What did Lopez do with his extra life? He finished it all right, blowing Shin-Soo Choo away with a 96-mile-an-hour fastball. Then he showed as much emotion as he’s ever shown on a major league field. He earned that celebration.

“When you see your manager come out and you’ve already gone through most of your game in terms of what you might think you have in number of pitches available to you, and you reiterate that you want to finish a particular batter because you want to get out of that inning, and you do it, it's an accomplishment,” Renteria said. “It's a big accomplishment. For him, pretty good hitter.
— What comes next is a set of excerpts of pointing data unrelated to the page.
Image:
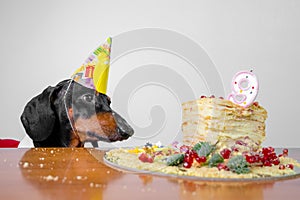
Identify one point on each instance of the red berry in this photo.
(221, 166)
(281, 166)
(225, 153)
(201, 159)
(235, 149)
(291, 166)
(271, 149)
(267, 163)
(187, 164)
(276, 161)
(240, 142)
(285, 152)
(184, 148)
He battled him and he was able to get out of that inning and complete a very, very strong eight-inning outing.”

It’s the kind of exclamation point on a dominant afternoon that could stir some big plans in White Sox fans always dreaming of the future. What Lopez has done this season has been a strong case for a spot in that future rotation and a spot at the front of it, at that. Following Sunday’s gem, Lopez owns a 2.98 ERA with at least six strikeouts in four of his nine starts.

There’s a lot of development and a lot of time left before the White Sox contention window opens. But Lopez pitching like this offers a glimpse into the crystal ball, a look at what could be for an organization that’s acquired so much talent over the last two years.

You might not have seen it coming like this, but the future arriving in the form of Lopez is a sign that brighter days are ahead on the South Side.